Lettre d'un maire au président de la LDH, à propos de vidéosurveillance

Publié le par la Rédaction

Monsieur le président de la Ligue des Droits de l’Homme,

 

Je suis actuellement maire socialiste d’une grande ville de France. Afin de faire face aux problèmes d’insécurité, j’envisage d’installer des caméras de vidéo-surveillance dans les rues de ma commune. Un dernier obstacle se dresse devant moi : je crains d’avoir du mal à convaincre l’opinion publique d’accepter ces caméras.

 

Je sais que la LDH se dit formellement opposée à la vidéosurveillance. Je sais aussi que Michel Destot, maire de Grenoble installe en ce moment des dizaines de caméras de vidéosurveillance intelligentes dans les rues de Grenoble, que la LDH ne l’a toujours pas radié de ses membres et qu’elle favorise ainsi grandement son travail. Non seulement, la LDH se fait la caution citoyenne et droit-de-lhommiste de Destot, mais ce n’est pas tout. Si la LDH maintient l’adhésion de Destot, alors qu’elle est officiellement opposée à la vidéosurveillance, c’est sans doute que les caméras de Destot sont plus respectueuses des libertés individuelles que celles des autres.

 

Vous comprendrez qu’afin de rassurer mon électorat et de faire passer la pilulle de la vidéosurveillance, vous me rendriez un grand service en me faisant bénéficier de telles faveurs. Je sollicite donc auprès de vous une adhésion à la LDH.

 

J’aurais aussi beaucoup aimé que vous participiez au comité d’éthique que nous ne manquerons pas de mettre prochainement en place afin de rassurer nos citoyens, mais la ficelle est trop grosse.
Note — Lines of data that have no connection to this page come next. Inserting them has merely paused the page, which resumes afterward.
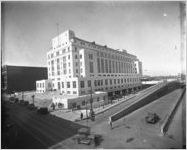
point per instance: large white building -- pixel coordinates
(77, 67)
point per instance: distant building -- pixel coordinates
(21, 78)
(43, 86)
(78, 67)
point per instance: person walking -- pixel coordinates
(110, 122)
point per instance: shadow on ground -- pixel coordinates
(26, 129)
(170, 87)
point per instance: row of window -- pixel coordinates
(40, 85)
(108, 66)
(107, 55)
(108, 82)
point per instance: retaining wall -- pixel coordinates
(150, 98)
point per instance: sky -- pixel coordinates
(149, 30)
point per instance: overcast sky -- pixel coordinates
(149, 30)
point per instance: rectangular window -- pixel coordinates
(76, 64)
(91, 67)
(95, 82)
(90, 56)
(102, 66)
(98, 65)
(62, 84)
(114, 81)
(82, 84)
(83, 103)
(110, 81)
(59, 85)
(89, 83)
(106, 82)
(113, 66)
(74, 84)
(101, 82)
(68, 84)
(106, 65)
(110, 70)
(76, 57)
(57, 53)
(116, 67)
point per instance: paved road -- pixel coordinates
(133, 132)
(102, 117)
(46, 130)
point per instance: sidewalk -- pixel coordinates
(75, 115)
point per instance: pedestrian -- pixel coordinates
(81, 115)
(110, 122)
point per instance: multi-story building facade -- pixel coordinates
(78, 67)
(21, 78)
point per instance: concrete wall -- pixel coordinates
(154, 96)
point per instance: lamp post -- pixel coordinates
(92, 115)
(33, 98)
(86, 114)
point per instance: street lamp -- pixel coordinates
(92, 115)
(86, 114)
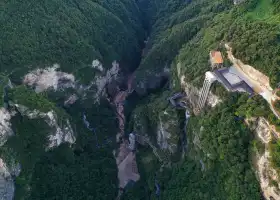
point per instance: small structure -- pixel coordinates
(216, 59)
(231, 80)
(131, 145)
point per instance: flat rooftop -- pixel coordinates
(232, 81)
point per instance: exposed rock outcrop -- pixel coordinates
(44, 79)
(5, 125)
(62, 132)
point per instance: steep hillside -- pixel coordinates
(178, 50)
(57, 58)
(77, 76)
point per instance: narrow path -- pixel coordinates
(255, 79)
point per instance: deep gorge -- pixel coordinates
(65, 62)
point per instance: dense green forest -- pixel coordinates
(73, 33)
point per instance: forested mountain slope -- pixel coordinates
(64, 62)
(182, 36)
(56, 59)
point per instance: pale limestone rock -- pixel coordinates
(44, 79)
(7, 186)
(60, 134)
(101, 81)
(97, 65)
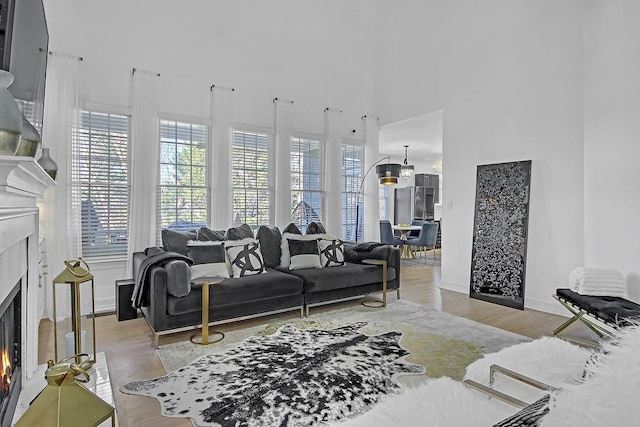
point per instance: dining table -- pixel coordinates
(405, 229)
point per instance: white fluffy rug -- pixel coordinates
(447, 403)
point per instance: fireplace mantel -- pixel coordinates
(22, 182)
(23, 176)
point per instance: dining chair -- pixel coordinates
(426, 239)
(386, 234)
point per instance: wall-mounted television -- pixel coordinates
(24, 42)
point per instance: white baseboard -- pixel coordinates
(544, 306)
(105, 304)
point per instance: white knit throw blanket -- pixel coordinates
(598, 281)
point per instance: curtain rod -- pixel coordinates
(145, 71)
(52, 53)
(232, 89)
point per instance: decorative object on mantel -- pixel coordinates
(499, 251)
(66, 402)
(30, 139)
(10, 117)
(407, 170)
(48, 164)
(74, 275)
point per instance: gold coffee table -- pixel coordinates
(376, 303)
(205, 282)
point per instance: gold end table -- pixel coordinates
(376, 303)
(205, 282)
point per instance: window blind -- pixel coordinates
(352, 171)
(251, 180)
(307, 177)
(183, 192)
(102, 147)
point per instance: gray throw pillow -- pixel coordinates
(205, 233)
(176, 241)
(269, 239)
(178, 278)
(239, 233)
(315, 228)
(292, 228)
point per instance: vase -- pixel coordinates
(29, 141)
(48, 164)
(10, 117)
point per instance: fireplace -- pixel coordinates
(10, 353)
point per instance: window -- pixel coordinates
(307, 197)
(252, 194)
(183, 191)
(101, 175)
(352, 164)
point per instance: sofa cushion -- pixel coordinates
(178, 278)
(331, 252)
(205, 233)
(245, 257)
(304, 254)
(315, 228)
(209, 259)
(269, 239)
(176, 241)
(239, 233)
(291, 228)
(351, 275)
(241, 290)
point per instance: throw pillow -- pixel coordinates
(315, 228)
(269, 239)
(304, 254)
(178, 278)
(176, 241)
(245, 257)
(205, 233)
(209, 259)
(292, 228)
(239, 233)
(285, 256)
(331, 252)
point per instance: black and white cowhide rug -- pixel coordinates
(291, 378)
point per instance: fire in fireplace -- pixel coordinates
(10, 354)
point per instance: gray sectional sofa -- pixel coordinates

En revanche, il y a encore deux services que vous pourriez me rendre sans que la compromission soit trop visible :

 

Pourriez-vous, comme à Grenoble, éviter de prendre position localement contre la vidéosurveillance ? Et pourriez vous faire en sorte que, comme le 4 septembre à Grenoble avec Destot, les représentants locaux de la LDH, prennent ma défense si jamais il m’arrivait d’être interpellé en manifestation par des citoyens opposés à la vidéo-surveillance ? Cela me rendrait là aussi un immense service.

 

Il va sans dire que, comme à Grenoble, votre coopération vous vaudra quelques milliers d’euros de subventions et avantages en nature, pris sur le budget de la municipalité [5554 euros en 2009 : voir page 19 ].

 

Sachant pouvoir compter sur tout votre soutien dans cette entreprise délicate, je vous prie d’agréer, Monsieur le président, mes salutations distinguées.

 

Mistol Déchet
Indymedia Grenoble, 8 septembre 2010.